From: Eric S. Raymond
Subject: [gpsd-dev] Fundamental problems with dynamic linking
Date: Tue, 24 Mar 2015 17:17:44 -0400
User-agent: Mutt/1.5.23 (2014-03-12)

Hal Murray <address@hidden>:
> Is the problem that gpsd is trying to maintain the library and a client in 
> the same package?

No.  The fundamental problem is that I insist on being able to run a
full regression test in the build directory before 'make install'.
That requirement collides with the way shared libraries work.

Even so, this wasn't a major problem before Bernd (correctly) insisted that 
we had to remove the build directory from RPATH because it was potentially
a privilege-escalation hole.  That's when I had to being in chrpath. 

That portion of the build has been a continuous problem since -
nothing I've done to it satisfied everyone, and a couple occasions
people have forgotten history completely enough to pester me to
"fix" things in ways we previously tried that failed (yeah, I'm
looking at you, Greg Troxel, but you weren't the only one).
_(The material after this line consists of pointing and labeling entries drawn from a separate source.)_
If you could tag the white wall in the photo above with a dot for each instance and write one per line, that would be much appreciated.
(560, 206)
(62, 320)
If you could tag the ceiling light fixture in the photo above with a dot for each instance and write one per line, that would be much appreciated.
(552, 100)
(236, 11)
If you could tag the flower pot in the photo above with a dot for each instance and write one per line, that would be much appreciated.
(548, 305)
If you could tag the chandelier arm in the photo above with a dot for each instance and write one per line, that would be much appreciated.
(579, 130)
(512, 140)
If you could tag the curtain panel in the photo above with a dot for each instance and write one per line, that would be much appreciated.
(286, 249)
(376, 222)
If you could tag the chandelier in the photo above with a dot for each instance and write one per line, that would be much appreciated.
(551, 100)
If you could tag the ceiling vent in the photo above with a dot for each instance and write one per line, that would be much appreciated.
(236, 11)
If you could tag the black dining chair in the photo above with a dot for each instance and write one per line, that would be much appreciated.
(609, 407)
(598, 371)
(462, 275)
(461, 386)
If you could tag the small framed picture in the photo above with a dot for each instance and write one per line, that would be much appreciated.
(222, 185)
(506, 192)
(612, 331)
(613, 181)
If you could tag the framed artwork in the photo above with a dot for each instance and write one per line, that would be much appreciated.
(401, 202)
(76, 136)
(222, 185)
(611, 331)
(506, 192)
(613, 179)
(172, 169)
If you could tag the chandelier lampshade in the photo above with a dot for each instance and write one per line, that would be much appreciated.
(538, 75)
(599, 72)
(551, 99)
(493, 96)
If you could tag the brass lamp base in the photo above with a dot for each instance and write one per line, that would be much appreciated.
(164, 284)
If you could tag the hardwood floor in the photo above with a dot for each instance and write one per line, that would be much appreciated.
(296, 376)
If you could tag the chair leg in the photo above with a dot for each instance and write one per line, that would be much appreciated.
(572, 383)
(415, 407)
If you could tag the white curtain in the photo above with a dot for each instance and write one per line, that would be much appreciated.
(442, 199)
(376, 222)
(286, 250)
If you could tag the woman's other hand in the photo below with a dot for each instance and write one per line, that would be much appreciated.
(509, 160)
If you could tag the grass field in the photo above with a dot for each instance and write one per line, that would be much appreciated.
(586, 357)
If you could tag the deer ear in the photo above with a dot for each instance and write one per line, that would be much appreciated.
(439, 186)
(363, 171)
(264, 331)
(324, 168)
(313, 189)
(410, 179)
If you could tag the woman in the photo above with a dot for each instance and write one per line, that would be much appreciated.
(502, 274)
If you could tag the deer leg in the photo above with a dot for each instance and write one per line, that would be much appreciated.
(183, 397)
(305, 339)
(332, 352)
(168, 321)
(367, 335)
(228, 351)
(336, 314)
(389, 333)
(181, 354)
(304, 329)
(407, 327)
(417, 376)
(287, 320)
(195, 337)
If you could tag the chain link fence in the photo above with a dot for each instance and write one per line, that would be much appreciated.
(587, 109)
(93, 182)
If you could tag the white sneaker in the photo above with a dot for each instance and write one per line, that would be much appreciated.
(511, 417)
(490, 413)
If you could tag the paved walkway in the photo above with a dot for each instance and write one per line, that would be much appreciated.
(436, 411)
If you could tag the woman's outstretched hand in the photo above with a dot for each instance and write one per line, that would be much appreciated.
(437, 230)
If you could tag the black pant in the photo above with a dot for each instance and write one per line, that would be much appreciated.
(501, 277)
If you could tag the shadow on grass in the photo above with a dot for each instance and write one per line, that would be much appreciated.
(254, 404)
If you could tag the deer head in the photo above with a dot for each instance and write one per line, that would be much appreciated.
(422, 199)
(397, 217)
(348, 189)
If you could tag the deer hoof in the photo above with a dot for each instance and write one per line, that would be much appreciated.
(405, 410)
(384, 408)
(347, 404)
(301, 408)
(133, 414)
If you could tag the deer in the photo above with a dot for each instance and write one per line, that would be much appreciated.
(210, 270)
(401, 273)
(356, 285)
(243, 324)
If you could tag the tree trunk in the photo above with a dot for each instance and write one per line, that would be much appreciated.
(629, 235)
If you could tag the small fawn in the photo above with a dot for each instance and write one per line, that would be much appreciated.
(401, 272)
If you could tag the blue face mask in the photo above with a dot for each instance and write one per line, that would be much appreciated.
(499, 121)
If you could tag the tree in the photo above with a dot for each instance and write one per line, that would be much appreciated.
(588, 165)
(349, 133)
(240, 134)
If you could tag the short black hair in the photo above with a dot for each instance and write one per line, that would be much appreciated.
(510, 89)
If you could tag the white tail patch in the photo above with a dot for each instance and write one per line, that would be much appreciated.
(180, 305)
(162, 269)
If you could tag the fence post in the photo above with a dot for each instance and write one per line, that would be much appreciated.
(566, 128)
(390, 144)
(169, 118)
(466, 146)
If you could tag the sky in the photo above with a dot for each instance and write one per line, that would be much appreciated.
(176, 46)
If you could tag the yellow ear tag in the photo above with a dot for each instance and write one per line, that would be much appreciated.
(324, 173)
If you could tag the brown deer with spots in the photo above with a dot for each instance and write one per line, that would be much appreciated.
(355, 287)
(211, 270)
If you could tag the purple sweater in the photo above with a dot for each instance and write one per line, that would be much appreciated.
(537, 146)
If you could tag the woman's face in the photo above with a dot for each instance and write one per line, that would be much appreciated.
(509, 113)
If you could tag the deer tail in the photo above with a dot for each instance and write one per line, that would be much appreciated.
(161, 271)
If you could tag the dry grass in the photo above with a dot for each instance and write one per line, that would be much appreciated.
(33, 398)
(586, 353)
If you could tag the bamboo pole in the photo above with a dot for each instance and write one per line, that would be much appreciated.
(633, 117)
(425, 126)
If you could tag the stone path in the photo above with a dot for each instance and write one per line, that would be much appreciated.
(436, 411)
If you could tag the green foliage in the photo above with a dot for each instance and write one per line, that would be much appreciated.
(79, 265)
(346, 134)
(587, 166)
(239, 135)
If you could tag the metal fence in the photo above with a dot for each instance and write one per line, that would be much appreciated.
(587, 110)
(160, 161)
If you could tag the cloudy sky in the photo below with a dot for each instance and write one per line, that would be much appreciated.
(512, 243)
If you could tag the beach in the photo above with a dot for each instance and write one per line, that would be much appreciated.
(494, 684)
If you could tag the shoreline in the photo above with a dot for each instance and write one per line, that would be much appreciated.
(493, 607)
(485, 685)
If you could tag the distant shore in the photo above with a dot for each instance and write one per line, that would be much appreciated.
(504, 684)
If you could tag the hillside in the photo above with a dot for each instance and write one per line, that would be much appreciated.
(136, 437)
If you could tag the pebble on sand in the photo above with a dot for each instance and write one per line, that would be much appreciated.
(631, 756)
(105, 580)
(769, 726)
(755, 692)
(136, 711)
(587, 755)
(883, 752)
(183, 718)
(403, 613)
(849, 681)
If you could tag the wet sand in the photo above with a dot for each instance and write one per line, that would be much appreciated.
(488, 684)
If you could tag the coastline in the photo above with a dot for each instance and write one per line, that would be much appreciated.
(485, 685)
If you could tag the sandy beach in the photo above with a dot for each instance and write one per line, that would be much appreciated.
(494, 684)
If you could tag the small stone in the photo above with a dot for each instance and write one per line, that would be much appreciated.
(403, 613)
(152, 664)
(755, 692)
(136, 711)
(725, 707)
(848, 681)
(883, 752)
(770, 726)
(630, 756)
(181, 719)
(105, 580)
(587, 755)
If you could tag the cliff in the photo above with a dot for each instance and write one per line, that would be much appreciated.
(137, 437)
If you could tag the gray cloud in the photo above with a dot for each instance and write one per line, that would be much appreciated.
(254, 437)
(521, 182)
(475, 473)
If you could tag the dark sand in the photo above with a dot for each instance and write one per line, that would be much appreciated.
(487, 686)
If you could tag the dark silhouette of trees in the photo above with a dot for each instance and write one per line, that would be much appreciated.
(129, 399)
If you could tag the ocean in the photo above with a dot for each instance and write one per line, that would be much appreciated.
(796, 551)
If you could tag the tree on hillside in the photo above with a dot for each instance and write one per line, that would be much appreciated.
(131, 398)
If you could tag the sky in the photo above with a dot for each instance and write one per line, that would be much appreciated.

None of this would be a serious problem if the dynamic-linking facilities
weren't a poorly-documented swamp.  Hal, I think you exposed the biggest
land-mine when you figured out the precedence difference between RPATH
and RUNPATH - the point is that I stared at those docs for a long 
time and didn't see the precedence issue, and our use case is just
unusual enough that I couldn't find worked examples.

Bernd thinks the problem is SCons.  He's wrong; the hoops I had to
jump through to install shlibs properly were annoying, but that part of
it has been a solved problem for a long time now.  It's the
requirement to do load-path editing in order to plug that security
hole that really complicates things; the equivalent hair would
be as bad or worse in any other build system I know of.

In retrospect, I tried to make the build too clever.  It did make some
sense to use shared libraries as much as possible when our dominant
user case was laptops - the memory-footprint gains were quite small
but they were real.  Now that most of our deployments are embedded
sharing gains nothing in the typical case.